A może i tych chrześcijańskich?
Październik kończył odmawiać różaniec
złote liście walca tańczyły pod niebem
oderwane ze splecionych warkoczy brzóz
wiernych przyjaciółek
którym od lat powierzam sekrety
jesienne obłoki
obejmowały chłodnymi ramionami
moją zalęknioną troskę
skrywaną w oczekiwaniu serca
i nagle stał się cud
maleńka istotka poruszyła serca
wiele kochających serc
sprawiła, że zwilgotniały niejedne powieki
Księżniczka z najpiękniejszej baśni
Natalia z obłoków miłości...
wiersze Basi Wójcik
Różaniec to też nazwa modlitwy chrześcijańskiej znanej już w czasach średniowiecza.
Protestanci odrzucają różaniec. O powodach nie będę pisać.
Istnieją jednak protestanckie odmiany modlitwy różańcowej praktykowane jednak przez nielicznych. Są dwie takie modlitwy.
Różaniec Luterański, inaczej Luterański Różaniec Postny lub Jezusowy. Początki tej modlitwy można już znaleźć u Marcina Chemintza, niemieckiego luterańskiego teologa z XVI wieku. Wygląda podobnie jak różaniec katolicki, z tym, że zamiast Zdrowaś Mario odmawia się Modlitwę Jezusową: Panie Jezu Chryste, Synu Boży, zmiłuj się nade mną grzesznikiem.

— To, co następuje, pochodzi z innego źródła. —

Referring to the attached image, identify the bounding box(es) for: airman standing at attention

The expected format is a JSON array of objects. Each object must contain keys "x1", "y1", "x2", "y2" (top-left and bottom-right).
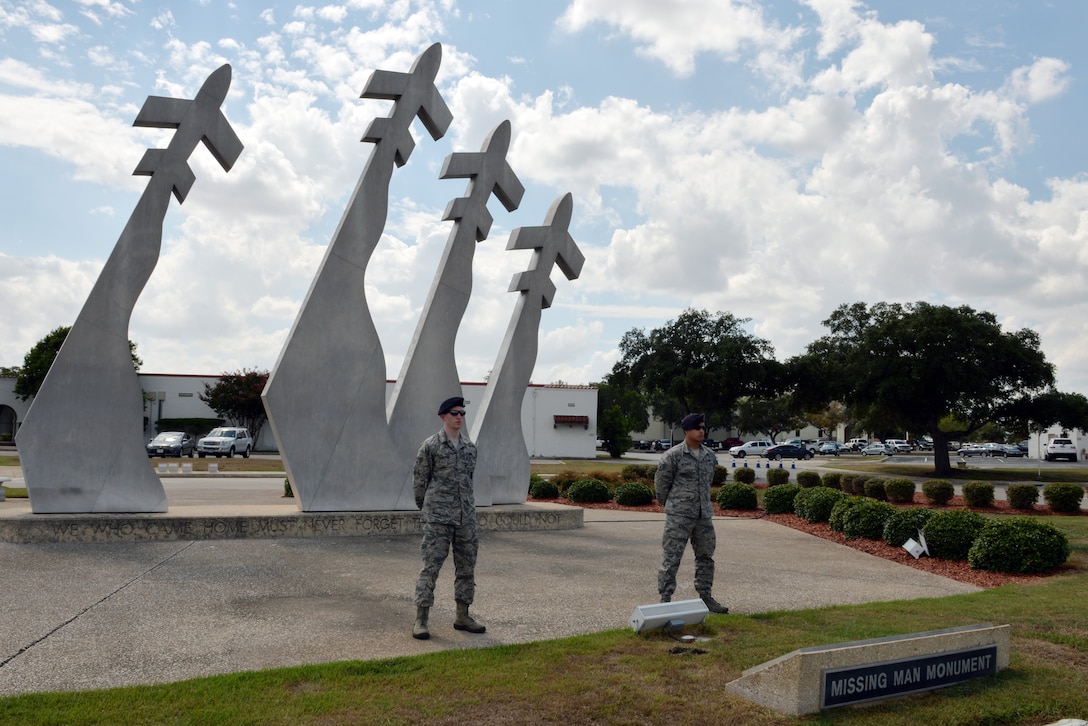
[{"x1": 654, "y1": 414, "x2": 729, "y2": 613}]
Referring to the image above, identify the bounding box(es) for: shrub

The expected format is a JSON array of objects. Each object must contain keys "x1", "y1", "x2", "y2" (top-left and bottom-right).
[
  {"x1": 616, "y1": 481, "x2": 657, "y2": 507},
  {"x1": 963, "y1": 481, "x2": 993, "y2": 507},
  {"x1": 552, "y1": 469, "x2": 582, "y2": 494},
  {"x1": 922, "y1": 509, "x2": 986, "y2": 559},
  {"x1": 619, "y1": 464, "x2": 657, "y2": 481},
  {"x1": 767, "y1": 469, "x2": 790, "y2": 487},
  {"x1": 831, "y1": 496, "x2": 897, "y2": 540},
  {"x1": 1006, "y1": 484, "x2": 1039, "y2": 509},
  {"x1": 885, "y1": 479, "x2": 915, "y2": 504},
  {"x1": 718, "y1": 481, "x2": 758, "y2": 509},
  {"x1": 967, "y1": 517, "x2": 1070, "y2": 574},
  {"x1": 793, "y1": 487, "x2": 846, "y2": 522},
  {"x1": 529, "y1": 477, "x2": 559, "y2": 500},
  {"x1": 733, "y1": 466, "x2": 755, "y2": 484},
  {"x1": 567, "y1": 479, "x2": 611, "y2": 502},
  {"x1": 865, "y1": 477, "x2": 888, "y2": 502},
  {"x1": 883, "y1": 507, "x2": 932, "y2": 547},
  {"x1": 827, "y1": 494, "x2": 865, "y2": 532},
  {"x1": 1042, "y1": 481, "x2": 1085, "y2": 512},
  {"x1": 763, "y1": 484, "x2": 801, "y2": 514},
  {"x1": 922, "y1": 479, "x2": 955, "y2": 506}
]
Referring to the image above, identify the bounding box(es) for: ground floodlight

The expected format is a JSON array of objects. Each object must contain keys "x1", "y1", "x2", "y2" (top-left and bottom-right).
[
  {"x1": 903, "y1": 538, "x2": 925, "y2": 559},
  {"x1": 631, "y1": 600, "x2": 710, "y2": 632}
]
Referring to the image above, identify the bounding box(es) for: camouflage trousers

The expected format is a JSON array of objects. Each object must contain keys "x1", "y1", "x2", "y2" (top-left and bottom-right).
[
  {"x1": 416, "y1": 521, "x2": 480, "y2": 607},
  {"x1": 657, "y1": 515, "x2": 718, "y2": 596}
]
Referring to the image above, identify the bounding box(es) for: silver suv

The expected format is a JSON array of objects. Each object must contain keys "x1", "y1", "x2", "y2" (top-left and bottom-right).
[
  {"x1": 197, "y1": 427, "x2": 254, "y2": 458},
  {"x1": 729, "y1": 441, "x2": 775, "y2": 458},
  {"x1": 1044, "y1": 439, "x2": 1077, "y2": 462}
]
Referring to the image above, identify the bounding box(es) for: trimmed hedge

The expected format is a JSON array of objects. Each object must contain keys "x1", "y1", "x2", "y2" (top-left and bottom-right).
[
  {"x1": 1006, "y1": 483, "x2": 1039, "y2": 509},
  {"x1": 615, "y1": 481, "x2": 657, "y2": 507},
  {"x1": 529, "y1": 479, "x2": 559, "y2": 500},
  {"x1": 967, "y1": 517, "x2": 1070, "y2": 574},
  {"x1": 733, "y1": 466, "x2": 755, "y2": 484},
  {"x1": 922, "y1": 479, "x2": 955, "y2": 506},
  {"x1": 793, "y1": 487, "x2": 846, "y2": 522},
  {"x1": 883, "y1": 507, "x2": 934, "y2": 547},
  {"x1": 963, "y1": 481, "x2": 993, "y2": 507},
  {"x1": 767, "y1": 469, "x2": 790, "y2": 487},
  {"x1": 718, "y1": 481, "x2": 759, "y2": 509},
  {"x1": 865, "y1": 477, "x2": 888, "y2": 502},
  {"x1": 1042, "y1": 481, "x2": 1085, "y2": 512},
  {"x1": 763, "y1": 484, "x2": 801, "y2": 514},
  {"x1": 567, "y1": 479, "x2": 611, "y2": 502},
  {"x1": 831, "y1": 496, "x2": 895, "y2": 540},
  {"x1": 885, "y1": 479, "x2": 917, "y2": 504},
  {"x1": 922, "y1": 509, "x2": 986, "y2": 559}
]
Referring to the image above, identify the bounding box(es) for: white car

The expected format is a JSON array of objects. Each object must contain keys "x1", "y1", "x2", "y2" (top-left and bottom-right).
[
  {"x1": 729, "y1": 441, "x2": 775, "y2": 458},
  {"x1": 197, "y1": 426, "x2": 254, "y2": 458},
  {"x1": 1043, "y1": 439, "x2": 1077, "y2": 462},
  {"x1": 862, "y1": 442, "x2": 895, "y2": 456}
]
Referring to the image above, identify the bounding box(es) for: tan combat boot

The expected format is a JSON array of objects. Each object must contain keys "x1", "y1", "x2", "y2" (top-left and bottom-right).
[
  {"x1": 411, "y1": 607, "x2": 431, "y2": 640},
  {"x1": 454, "y1": 603, "x2": 487, "y2": 632}
]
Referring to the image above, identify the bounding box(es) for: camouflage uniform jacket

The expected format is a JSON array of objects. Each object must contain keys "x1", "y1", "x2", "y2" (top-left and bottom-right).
[
  {"x1": 654, "y1": 441, "x2": 718, "y2": 519},
  {"x1": 412, "y1": 430, "x2": 477, "y2": 525}
]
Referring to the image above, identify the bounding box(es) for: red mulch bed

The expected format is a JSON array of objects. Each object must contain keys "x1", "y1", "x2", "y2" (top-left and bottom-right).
[{"x1": 533, "y1": 493, "x2": 1088, "y2": 588}]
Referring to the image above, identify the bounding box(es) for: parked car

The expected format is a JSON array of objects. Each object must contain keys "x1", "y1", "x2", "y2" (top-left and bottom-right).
[
  {"x1": 862, "y1": 441, "x2": 895, "y2": 456},
  {"x1": 729, "y1": 440, "x2": 775, "y2": 458},
  {"x1": 763, "y1": 444, "x2": 813, "y2": 462},
  {"x1": 197, "y1": 426, "x2": 254, "y2": 458},
  {"x1": 1043, "y1": 439, "x2": 1077, "y2": 462},
  {"x1": 147, "y1": 431, "x2": 196, "y2": 458}
]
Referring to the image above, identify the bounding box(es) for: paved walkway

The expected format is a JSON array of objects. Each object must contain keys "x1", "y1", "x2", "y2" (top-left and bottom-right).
[{"x1": 0, "y1": 473, "x2": 977, "y2": 696}]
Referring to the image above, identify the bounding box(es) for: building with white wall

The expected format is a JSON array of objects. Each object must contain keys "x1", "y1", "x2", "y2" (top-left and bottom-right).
[{"x1": 0, "y1": 373, "x2": 597, "y2": 458}]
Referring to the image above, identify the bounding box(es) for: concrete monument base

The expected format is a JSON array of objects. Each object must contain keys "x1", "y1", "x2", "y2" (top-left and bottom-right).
[{"x1": 0, "y1": 500, "x2": 583, "y2": 543}]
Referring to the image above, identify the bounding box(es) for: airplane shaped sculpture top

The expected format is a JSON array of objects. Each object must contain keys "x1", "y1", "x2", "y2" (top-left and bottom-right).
[
  {"x1": 388, "y1": 121, "x2": 526, "y2": 457},
  {"x1": 263, "y1": 44, "x2": 453, "y2": 512},
  {"x1": 16, "y1": 65, "x2": 243, "y2": 513}
]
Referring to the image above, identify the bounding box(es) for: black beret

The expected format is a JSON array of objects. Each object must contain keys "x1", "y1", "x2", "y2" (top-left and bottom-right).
[
  {"x1": 680, "y1": 414, "x2": 703, "y2": 431},
  {"x1": 438, "y1": 396, "x2": 465, "y2": 416}
]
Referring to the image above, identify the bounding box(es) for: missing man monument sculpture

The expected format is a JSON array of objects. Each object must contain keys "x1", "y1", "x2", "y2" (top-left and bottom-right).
[{"x1": 17, "y1": 44, "x2": 583, "y2": 513}]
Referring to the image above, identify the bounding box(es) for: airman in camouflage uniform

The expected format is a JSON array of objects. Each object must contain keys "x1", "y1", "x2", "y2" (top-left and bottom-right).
[
  {"x1": 412, "y1": 396, "x2": 486, "y2": 640},
  {"x1": 654, "y1": 414, "x2": 729, "y2": 613}
]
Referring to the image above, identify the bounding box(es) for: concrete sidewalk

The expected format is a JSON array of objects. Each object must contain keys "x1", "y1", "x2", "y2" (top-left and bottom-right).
[{"x1": 0, "y1": 477, "x2": 977, "y2": 694}]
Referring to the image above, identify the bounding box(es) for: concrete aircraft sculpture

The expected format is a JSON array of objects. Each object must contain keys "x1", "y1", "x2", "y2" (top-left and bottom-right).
[
  {"x1": 16, "y1": 65, "x2": 243, "y2": 514},
  {"x1": 469, "y1": 194, "x2": 585, "y2": 505},
  {"x1": 263, "y1": 44, "x2": 453, "y2": 512}
]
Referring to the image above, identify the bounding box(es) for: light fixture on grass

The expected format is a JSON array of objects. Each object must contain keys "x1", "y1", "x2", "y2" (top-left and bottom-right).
[{"x1": 631, "y1": 600, "x2": 710, "y2": 632}]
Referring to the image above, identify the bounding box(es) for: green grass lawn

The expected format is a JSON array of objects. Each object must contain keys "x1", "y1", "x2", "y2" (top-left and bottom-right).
[{"x1": 0, "y1": 517, "x2": 1088, "y2": 726}]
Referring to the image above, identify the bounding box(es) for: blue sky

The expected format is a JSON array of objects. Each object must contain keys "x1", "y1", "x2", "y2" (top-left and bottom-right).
[{"x1": 0, "y1": 0, "x2": 1088, "y2": 393}]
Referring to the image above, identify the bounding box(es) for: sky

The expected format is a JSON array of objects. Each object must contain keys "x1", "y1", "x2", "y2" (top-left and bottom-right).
[{"x1": 0, "y1": 0, "x2": 1088, "y2": 394}]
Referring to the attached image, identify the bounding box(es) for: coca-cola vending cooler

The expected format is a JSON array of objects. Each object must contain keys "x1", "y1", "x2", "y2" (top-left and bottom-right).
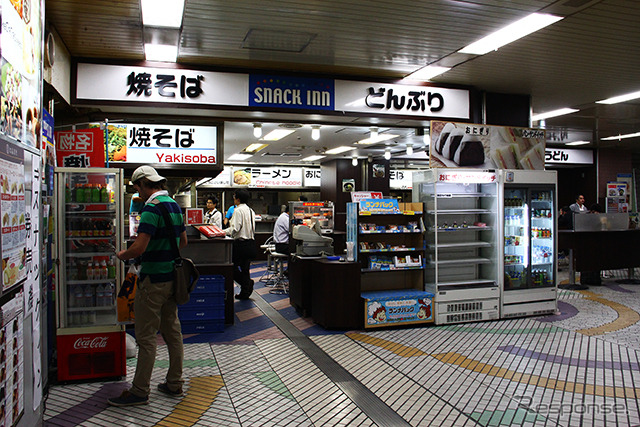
[{"x1": 55, "y1": 168, "x2": 126, "y2": 381}]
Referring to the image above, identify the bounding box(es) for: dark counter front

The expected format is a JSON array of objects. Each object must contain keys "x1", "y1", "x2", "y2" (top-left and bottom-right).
[
  {"x1": 180, "y1": 237, "x2": 234, "y2": 324},
  {"x1": 558, "y1": 230, "x2": 640, "y2": 271},
  {"x1": 311, "y1": 259, "x2": 364, "y2": 329}
]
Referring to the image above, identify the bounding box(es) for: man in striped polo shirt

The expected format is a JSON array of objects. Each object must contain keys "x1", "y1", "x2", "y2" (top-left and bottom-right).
[{"x1": 108, "y1": 166, "x2": 187, "y2": 406}]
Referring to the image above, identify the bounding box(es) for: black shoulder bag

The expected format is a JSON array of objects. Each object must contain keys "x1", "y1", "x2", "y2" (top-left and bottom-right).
[{"x1": 156, "y1": 203, "x2": 200, "y2": 305}]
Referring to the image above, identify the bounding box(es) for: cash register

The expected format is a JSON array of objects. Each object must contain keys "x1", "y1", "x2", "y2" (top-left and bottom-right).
[{"x1": 291, "y1": 222, "x2": 333, "y2": 257}]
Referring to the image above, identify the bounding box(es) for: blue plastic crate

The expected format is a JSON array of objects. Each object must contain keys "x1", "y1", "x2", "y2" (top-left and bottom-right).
[
  {"x1": 191, "y1": 275, "x2": 225, "y2": 294},
  {"x1": 181, "y1": 319, "x2": 224, "y2": 334},
  {"x1": 178, "y1": 305, "x2": 224, "y2": 321}
]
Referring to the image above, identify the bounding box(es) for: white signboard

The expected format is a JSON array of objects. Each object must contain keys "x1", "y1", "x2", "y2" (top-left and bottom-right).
[
  {"x1": 76, "y1": 63, "x2": 249, "y2": 106},
  {"x1": 304, "y1": 168, "x2": 321, "y2": 187},
  {"x1": 389, "y1": 169, "x2": 414, "y2": 190},
  {"x1": 233, "y1": 166, "x2": 302, "y2": 188},
  {"x1": 126, "y1": 124, "x2": 218, "y2": 166},
  {"x1": 544, "y1": 148, "x2": 593, "y2": 165},
  {"x1": 205, "y1": 166, "x2": 231, "y2": 187},
  {"x1": 335, "y1": 80, "x2": 470, "y2": 119}
]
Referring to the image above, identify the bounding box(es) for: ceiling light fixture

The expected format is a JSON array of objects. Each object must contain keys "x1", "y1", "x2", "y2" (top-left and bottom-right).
[
  {"x1": 243, "y1": 142, "x2": 269, "y2": 153},
  {"x1": 531, "y1": 108, "x2": 580, "y2": 122},
  {"x1": 144, "y1": 43, "x2": 178, "y2": 62},
  {"x1": 458, "y1": 13, "x2": 563, "y2": 55},
  {"x1": 600, "y1": 132, "x2": 640, "y2": 141},
  {"x1": 262, "y1": 129, "x2": 296, "y2": 141},
  {"x1": 356, "y1": 133, "x2": 400, "y2": 145},
  {"x1": 253, "y1": 123, "x2": 262, "y2": 138},
  {"x1": 564, "y1": 141, "x2": 590, "y2": 145},
  {"x1": 311, "y1": 126, "x2": 320, "y2": 141},
  {"x1": 140, "y1": 0, "x2": 184, "y2": 28},
  {"x1": 229, "y1": 153, "x2": 253, "y2": 160},
  {"x1": 324, "y1": 145, "x2": 356, "y2": 154},
  {"x1": 403, "y1": 65, "x2": 451, "y2": 81},
  {"x1": 596, "y1": 91, "x2": 640, "y2": 104}
]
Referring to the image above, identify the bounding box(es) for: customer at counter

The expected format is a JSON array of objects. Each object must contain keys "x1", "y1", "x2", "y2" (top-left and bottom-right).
[
  {"x1": 223, "y1": 203, "x2": 236, "y2": 227},
  {"x1": 224, "y1": 190, "x2": 258, "y2": 299},
  {"x1": 204, "y1": 196, "x2": 222, "y2": 228},
  {"x1": 273, "y1": 204, "x2": 289, "y2": 254},
  {"x1": 569, "y1": 194, "x2": 589, "y2": 213}
]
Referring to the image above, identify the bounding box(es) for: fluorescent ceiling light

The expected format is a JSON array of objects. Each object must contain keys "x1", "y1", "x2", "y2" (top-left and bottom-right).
[
  {"x1": 531, "y1": 108, "x2": 580, "y2": 122},
  {"x1": 311, "y1": 126, "x2": 320, "y2": 141},
  {"x1": 403, "y1": 65, "x2": 451, "y2": 80},
  {"x1": 302, "y1": 156, "x2": 325, "y2": 162},
  {"x1": 140, "y1": 0, "x2": 184, "y2": 28},
  {"x1": 596, "y1": 91, "x2": 640, "y2": 104},
  {"x1": 229, "y1": 153, "x2": 253, "y2": 160},
  {"x1": 244, "y1": 142, "x2": 269, "y2": 153},
  {"x1": 458, "y1": 13, "x2": 562, "y2": 55},
  {"x1": 600, "y1": 132, "x2": 640, "y2": 141},
  {"x1": 324, "y1": 145, "x2": 356, "y2": 154},
  {"x1": 356, "y1": 133, "x2": 400, "y2": 145},
  {"x1": 564, "y1": 141, "x2": 590, "y2": 145},
  {"x1": 262, "y1": 129, "x2": 295, "y2": 141},
  {"x1": 144, "y1": 43, "x2": 178, "y2": 62}
]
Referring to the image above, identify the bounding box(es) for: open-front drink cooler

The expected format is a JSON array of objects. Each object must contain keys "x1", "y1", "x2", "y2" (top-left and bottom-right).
[
  {"x1": 501, "y1": 170, "x2": 557, "y2": 318},
  {"x1": 413, "y1": 168, "x2": 501, "y2": 324},
  {"x1": 56, "y1": 168, "x2": 126, "y2": 381}
]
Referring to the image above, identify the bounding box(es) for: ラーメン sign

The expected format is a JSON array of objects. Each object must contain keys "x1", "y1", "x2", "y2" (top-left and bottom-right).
[{"x1": 107, "y1": 124, "x2": 219, "y2": 166}]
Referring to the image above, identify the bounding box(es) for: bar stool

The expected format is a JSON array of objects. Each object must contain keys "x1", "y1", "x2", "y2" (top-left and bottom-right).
[{"x1": 269, "y1": 251, "x2": 289, "y2": 295}]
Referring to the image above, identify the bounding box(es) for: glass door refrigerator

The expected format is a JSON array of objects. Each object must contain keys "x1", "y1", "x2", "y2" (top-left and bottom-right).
[
  {"x1": 500, "y1": 170, "x2": 557, "y2": 318},
  {"x1": 55, "y1": 168, "x2": 126, "y2": 381}
]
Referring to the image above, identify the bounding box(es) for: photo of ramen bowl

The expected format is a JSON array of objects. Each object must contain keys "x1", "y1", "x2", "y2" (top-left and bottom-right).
[{"x1": 233, "y1": 169, "x2": 251, "y2": 185}]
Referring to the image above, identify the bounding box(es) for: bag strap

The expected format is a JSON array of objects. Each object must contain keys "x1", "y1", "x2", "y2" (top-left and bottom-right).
[{"x1": 154, "y1": 200, "x2": 181, "y2": 259}]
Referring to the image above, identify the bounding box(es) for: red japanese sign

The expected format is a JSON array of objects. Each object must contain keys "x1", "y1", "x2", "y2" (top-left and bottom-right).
[{"x1": 54, "y1": 129, "x2": 104, "y2": 168}]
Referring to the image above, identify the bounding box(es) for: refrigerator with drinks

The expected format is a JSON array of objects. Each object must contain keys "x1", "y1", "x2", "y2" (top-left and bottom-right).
[
  {"x1": 500, "y1": 170, "x2": 557, "y2": 318},
  {"x1": 55, "y1": 168, "x2": 126, "y2": 381}
]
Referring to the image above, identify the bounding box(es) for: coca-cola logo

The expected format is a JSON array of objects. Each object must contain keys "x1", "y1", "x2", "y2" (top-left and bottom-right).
[{"x1": 73, "y1": 337, "x2": 109, "y2": 350}]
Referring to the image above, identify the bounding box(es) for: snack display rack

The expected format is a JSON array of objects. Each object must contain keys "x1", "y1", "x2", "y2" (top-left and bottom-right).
[
  {"x1": 413, "y1": 169, "x2": 501, "y2": 324},
  {"x1": 347, "y1": 199, "x2": 433, "y2": 328}
]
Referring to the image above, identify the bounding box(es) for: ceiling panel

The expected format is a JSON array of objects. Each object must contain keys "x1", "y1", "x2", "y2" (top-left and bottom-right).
[{"x1": 46, "y1": 0, "x2": 640, "y2": 165}]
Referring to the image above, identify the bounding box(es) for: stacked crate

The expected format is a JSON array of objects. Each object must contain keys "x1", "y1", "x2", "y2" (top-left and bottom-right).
[{"x1": 178, "y1": 275, "x2": 224, "y2": 334}]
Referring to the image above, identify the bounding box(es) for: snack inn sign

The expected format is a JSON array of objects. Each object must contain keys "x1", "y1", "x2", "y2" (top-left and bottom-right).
[{"x1": 73, "y1": 63, "x2": 470, "y2": 119}]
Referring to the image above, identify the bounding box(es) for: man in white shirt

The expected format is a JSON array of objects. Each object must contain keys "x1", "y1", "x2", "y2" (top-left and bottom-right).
[
  {"x1": 273, "y1": 205, "x2": 289, "y2": 255},
  {"x1": 569, "y1": 194, "x2": 589, "y2": 213},
  {"x1": 224, "y1": 190, "x2": 258, "y2": 299}
]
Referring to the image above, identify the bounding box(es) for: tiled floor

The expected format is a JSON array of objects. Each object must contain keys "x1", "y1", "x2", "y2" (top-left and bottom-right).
[{"x1": 45, "y1": 265, "x2": 640, "y2": 426}]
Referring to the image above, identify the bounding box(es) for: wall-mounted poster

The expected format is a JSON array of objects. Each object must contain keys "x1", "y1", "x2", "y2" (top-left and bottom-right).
[
  {"x1": 0, "y1": 0, "x2": 42, "y2": 148},
  {"x1": 429, "y1": 121, "x2": 545, "y2": 170}
]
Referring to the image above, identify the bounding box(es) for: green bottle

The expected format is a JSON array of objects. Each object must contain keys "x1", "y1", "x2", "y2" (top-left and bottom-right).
[{"x1": 76, "y1": 184, "x2": 84, "y2": 203}]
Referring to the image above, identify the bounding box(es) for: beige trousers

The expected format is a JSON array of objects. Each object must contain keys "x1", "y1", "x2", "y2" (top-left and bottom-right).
[{"x1": 131, "y1": 277, "x2": 184, "y2": 396}]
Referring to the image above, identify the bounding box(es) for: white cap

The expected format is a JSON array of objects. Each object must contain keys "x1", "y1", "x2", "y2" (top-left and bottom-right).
[{"x1": 131, "y1": 166, "x2": 166, "y2": 182}]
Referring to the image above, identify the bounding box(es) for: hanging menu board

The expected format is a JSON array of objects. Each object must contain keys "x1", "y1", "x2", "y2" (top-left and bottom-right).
[
  {"x1": 0, "y1": 140, "x2": 27, "y2": 290},
  {"x1": 0, "y1": 0, "x2": 42, "y2": 148}
]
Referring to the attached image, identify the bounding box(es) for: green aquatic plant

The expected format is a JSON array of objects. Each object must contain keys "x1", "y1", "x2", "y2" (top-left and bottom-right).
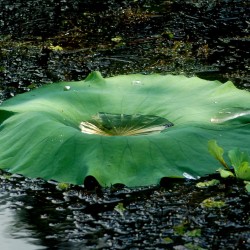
[
  {"x1": 208, "y1": 140, "x2": 250, "y2": 192},
  {"x1": 0, "y1": 72, "x2": 250, "y2": 186}
]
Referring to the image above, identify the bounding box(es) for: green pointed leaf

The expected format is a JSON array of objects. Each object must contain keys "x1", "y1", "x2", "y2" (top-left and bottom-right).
[
  {"x1": 0, "y1": 72, "x2": 250, "y2": 186},
  {"x1": 217, "y1": 168, "x2": 235, "y2": 178},
  {"x1": 208, "y1": 140, "x2": 229, "y2": 169},
  {"x1": 245, "y1": 181, "x2": 250, "y2": 193},
  {"x1": 228, "y1": 149, "x2": 250, "y2": 180}
]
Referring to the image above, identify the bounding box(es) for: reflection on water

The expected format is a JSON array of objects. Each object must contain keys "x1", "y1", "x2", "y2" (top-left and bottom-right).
[{"x1": 0, "y1": 204, "x2": 45, "y2": 250}]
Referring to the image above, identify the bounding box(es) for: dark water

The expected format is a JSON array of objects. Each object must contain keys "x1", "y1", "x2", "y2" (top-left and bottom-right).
[
  {"x1": 0, "y1": 0, "x2": 250, "y2": 250},
  {"x1": 0, "y1": 175, "x2": 250, "y2": 249}
]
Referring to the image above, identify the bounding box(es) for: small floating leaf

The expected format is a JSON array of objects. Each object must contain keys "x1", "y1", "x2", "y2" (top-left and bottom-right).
[
  {"x1": 217, "y1": 168, "x2": 235, "y2": 178},
  {"x1": 196, "y1": 179, "x2": 220, "y2": 188},
  {"x1": 201, "y1": 198, "x2": 226, "y2": 208}
]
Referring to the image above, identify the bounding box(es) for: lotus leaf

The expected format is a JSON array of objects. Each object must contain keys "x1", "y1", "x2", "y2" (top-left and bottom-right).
[{"x1": 0, "y1": 72, "x2": 250, "y2": 186}]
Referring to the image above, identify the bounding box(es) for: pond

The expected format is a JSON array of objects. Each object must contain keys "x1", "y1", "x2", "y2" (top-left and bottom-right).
[{"x1": 0, "y1": 0, "x2": 250, "y2": 249}]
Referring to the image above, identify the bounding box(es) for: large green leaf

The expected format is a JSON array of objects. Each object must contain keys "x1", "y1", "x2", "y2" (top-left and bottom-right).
[{"x1": 0, "y1": 72, "x2": 250, "y2": 186}]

Różaniec anglikański, czyli tak zwany różaniec episkopalny. Powstał w 1980 roku w Kościele episkopalnym w USA z inspiracji Lynna Baumana.
Anglikański Różaniec składa się z krzyżyka i 33 paciorków, które symbolizują 33 lata Pana Jezusa Chrystusa na ziemi. Składa się z czterech części (4 tygodnie w miesiącu) jednego dużego paciorka i siedmiu małych, które symbolizują 7 dni tygodnia, a 28 małych paciorków razem symbolizują najkrótszy miesiąc. Cztery duże paciorki mogą symbolizować 4 Ewangelie i Czterech Ewangelistów.
Modlitwa rozpoczyna się znakiem krzyża i wezwaniem: Boże, wejrzyj ku wspomożeniu memu. Panie, pośpiesz ku ratunkowi memu. Chwała Ojcu…
Następnie odmawia się 4 razy: Święty Boże, Święty Mocny, Święty Nieśmiertelny, zmiłuj się nad nami oraz 28 razy: Panie Jezu Chryste, Synu Boży, zmiłuj się nade mną, grzesznikiem. Na zakończenie odmawia się: Ojcze nasz i Błogosławmy Panu. Bogu niech będą dzięki.